En prenant en considération les circonstances politiques dans lequel se préparait et se déroulait le Concile, on ne peut ne pas constater que c’est dans le sens des intérêts américains que s’opère le tournant qu’il amorce. Dans ce cadre, les idées de réforme, de conciliation ou de dialogue interreligieux ne jouent qu’un rôle secondaire. Leur effet n’a qu’autant de poids qu’il correspond aux intérêts politiques américains qui l’utilisent systématiquement à des fins de propagande. L’église catholique peine d’en profiter. Les dogmes et les rites font toujours obstacle, surtout quand il s’agit de la mise en place du dialogue interreligieux. Celui-ci s’opère soit au sein des hautes sphères de la hiérarchie ou de celles du monde académique. D’habitude, lors de ces rencontres bien orchestrées, dont le commun des mortels est pratiquement exclu, les sujets pouvant provoquer des controverses sont contournés. Chaque partie confessionnelle expose son point de vue, mais ne cherche pas à discerner les similitudes ni à élever le débat au niveau philosophique qui se réfèrerait aux mythes et aux dogmes comme aux métaphores permettant ainsi la communication mutuelle. Le dialogue devient ainsi un enchaînement de monologues juxtaposés. On parle, certes, mais on reste cloitré dans les doctrines de sa propre communauté confessionnelle. Nul ne veut prendre le risque de perdre l’identité religieuse collective. Ainsi, faute d’esprits libres, libérés des dogmes et ouverts à l’échange des arguments spirituels, le dialogue ne reste qu’une chimère. Mais peut-être était-ce voulu exprès afin de mettre en place des communautés parallèles reposant sur des identités collectives antagonistes au lieu de l’établissement d’une société humaine, éclairée, solidaire, progressive et compacte ? La réponse devrait être recherchée au niveau des élites qui gèrent le destin du monde. Mais ceux-ci doivent être recherchés en dehors du Vatican, notamment de l’autre côté de l’Océan Atlantique…

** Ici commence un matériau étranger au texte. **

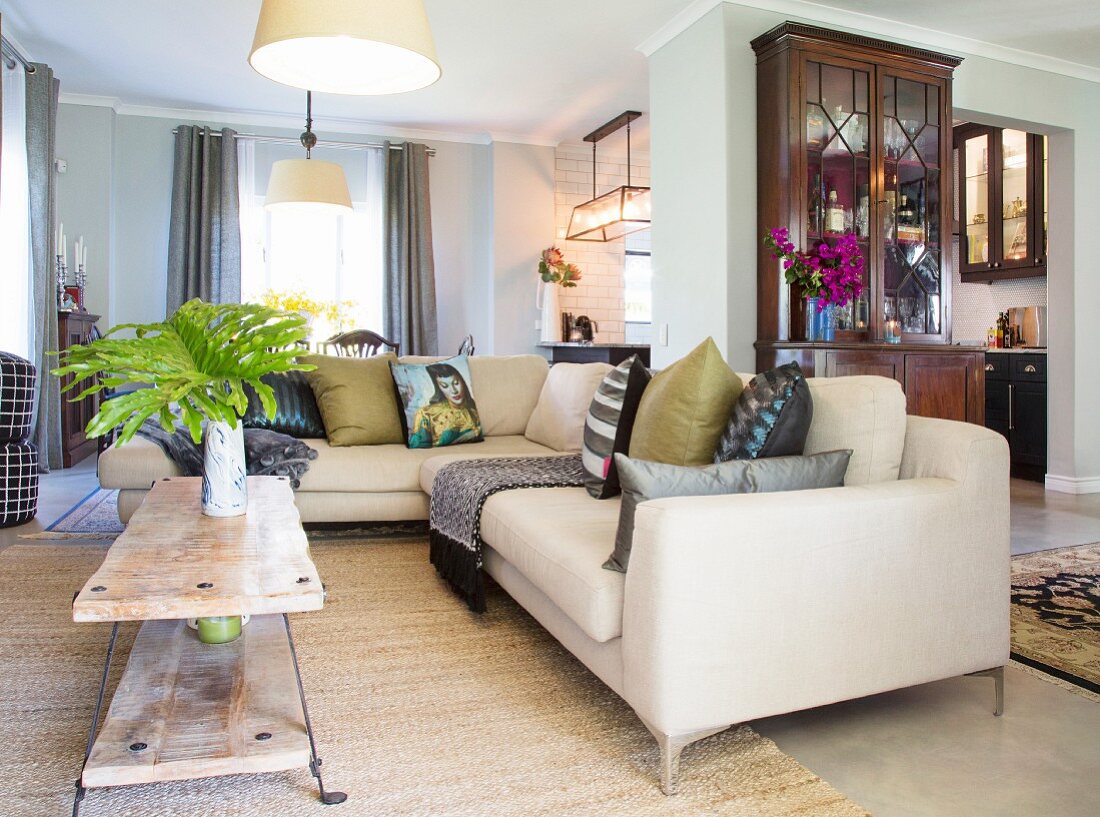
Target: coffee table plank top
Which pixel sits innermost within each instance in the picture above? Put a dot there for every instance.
(198, 708)
(161, 566)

Or, Claire Maligot n’était pas allé si loin. Ceci est à regretter car une approche critique des facteurs politiques dans l’histoire d’un tournant historique que représentait le Second concile du Vatican aurait certainement pu donner à son travail plus de consistance. Certes, la belle image du Concile pourrait être ternie et celle concernant l’activité des organisations religieuses non-chrétiennes aussi, car ce n’étaient pas eux mais les États-Unis qui menaient la dance. L’œcuménisme pourrait se voir dégradé au niveau d’une leurre et le dialogue interreligieux de celui d’un bluff. Mais tout ceci ne minimiserait pas l’importance de cet événement comme un tournant majeur dans l’histoire du XXème siècle. Claire Maligot l’a apprécié à juste titre et sa thèse devient incontournable pour toute recherche ultérieure dans le domaine de l’histoire du Concile et des relations interreligieuses.